Una tragedia familiare scuote l’India sportiva
Aveva solo 25 anni Radhika Yadav, tennista indiana di buon livello nazionale, quando è stata brutalmente uccisa nella cucina di casa sua, a Gurugram, alle porte di Nuova Delhi. Il suo assassino è stato suo padre, Deepak Yadav, che ha confessato l’omicidio spiegando di aver agito spinto da un profondo senso di umiliazione e risentimento.
Radhika era una figura ben conosciuta nel circuito tennistico locale e negli ultimi anni aveva aperto un’accademia per formare giovani talenti, dopo che un infortunio alla spalla aveva compromesso la sua carriera agonistica. Lontana dalle luci dei grandi tornei, aveva però costruito una vita professionale solida, diventando anche una popolare influencer su Instagram. Un percorso di emancipazione che, invece di suscitare orgoglio, ha scatenato una rabbia omicida.
Il delitto e la confessione
Il padre della ragazza, Deepak Yadav, 49 anni, ha atteso che la figlia fosse sola in cucina per agire. “Stava cucinando, le ho sparato tre colpi da dietro”, ha raccontato freddamente agli investigatori. Secondo quanto ricostruito, l’uomo ha usato una pistola calibro 32 con regolare licenza, detenuta legalmente. Il fratello dell’assassino, Kuldeep Yadav, che abitava nello stesso edificio, è stato il primo a soccorrere la nipote, trasportandola in ospedale insieme al figlio Piyush. Ma per Radhika non c’era già più nulla da fare.
Il movente, come emerso dalle indagini e dalla confessione dell’uomo, sarebbe legato a un sentimento di frustrazione e umiliazione sociale. “Quando andavo a Wazirabad a prendere il latte, la gente mi prendeva in giro dicendo che vivevo con i guadagni di mia figlia”, ha spiegato Deepak. Un parassita, così si sentiva chiamare, vittima di scherni e maldicenze. Radhika, infatti, non solo provvedeva al mantenimento della casa grazie ai proventi della sua accademia e dei social, ma era anche il volto pubblico della famiglia.
Il padre aveva più volte chiesto alla figlia di chiudere l’accademia, ma lei si era sempre rifiutata, determinata a portare avanti il suo progetto. Una determinazione che, secondo gli investigatori, potrebbe essere stata esasperata anche dalla partecipazione della giovane a un video musicale, considerato motivo ulteriore di “disonore” da parte del padre.
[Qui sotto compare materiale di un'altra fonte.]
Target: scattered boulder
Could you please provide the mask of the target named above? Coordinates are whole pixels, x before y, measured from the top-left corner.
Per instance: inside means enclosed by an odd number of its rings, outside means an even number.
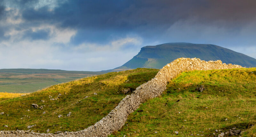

Una promessa del tennis spezzata
Radhika Yadav non aveva mai brillato a livello internazionale, ma era una presenza costante nei tornei ITF, dove aveva disputato 36 match di singolare e 7 di doppio. Il suo miglior piazzamento era stato il 1999° posto nel ranking mondiale. Dopo gli ultimi tornei nel 2023 e le sconfitte nelle qualificazioni a Indore, Ipoh Perak e Kuala Lumpur, l’infortunio alla spalla l’aveva costretta a lasciare il circuito. Lontana dai campi, aveva però trovato una nuova missione: insegnare il tennis ai bambini, dando vita a una sua accademia.
Secondo i conoscenti, Radhika era una giovane donna educata, determinata e rispettosa, benvoluta da chi frequentava la sua scuola. Un vicino ha dichiarato: “Era umile e laboriosa, rispettava gli anziani e amava il suo lavoro. È scioccante pensare che il padre, che l’aveva sempre accompagnata agli allenamenti e ai tornei, sia arrivato a questo gesto estremo”.
Un gesto che lascia sgomenti
L’omicidio ha sconvolto l’opinione pubblica e la comunità sportiva indiana. Kuldeep Yadav, zio della vittima, non riesce a spiegarsi quanto accaduto: “Radhika era una tennista affermata, vincitrice di molti trofei. Sono sconvolto e non capisco perché sia stata uccisa”. Un dolore condiviso da amici, allievi e semplici cittadini che avevano visto in lei un esempio di tenacia e riscatto.
La polizia ha formalizzato l’arresto di Deepak Yadav con l’accusa di omicidio volontario, mentre le indagini continuano per fare piena luce su un crimine che va oltre la cronaca nera, toccando temi come la disparità di genere, l’orgoglio maschile ferito e il peso sociale dell’emancipazione femminile.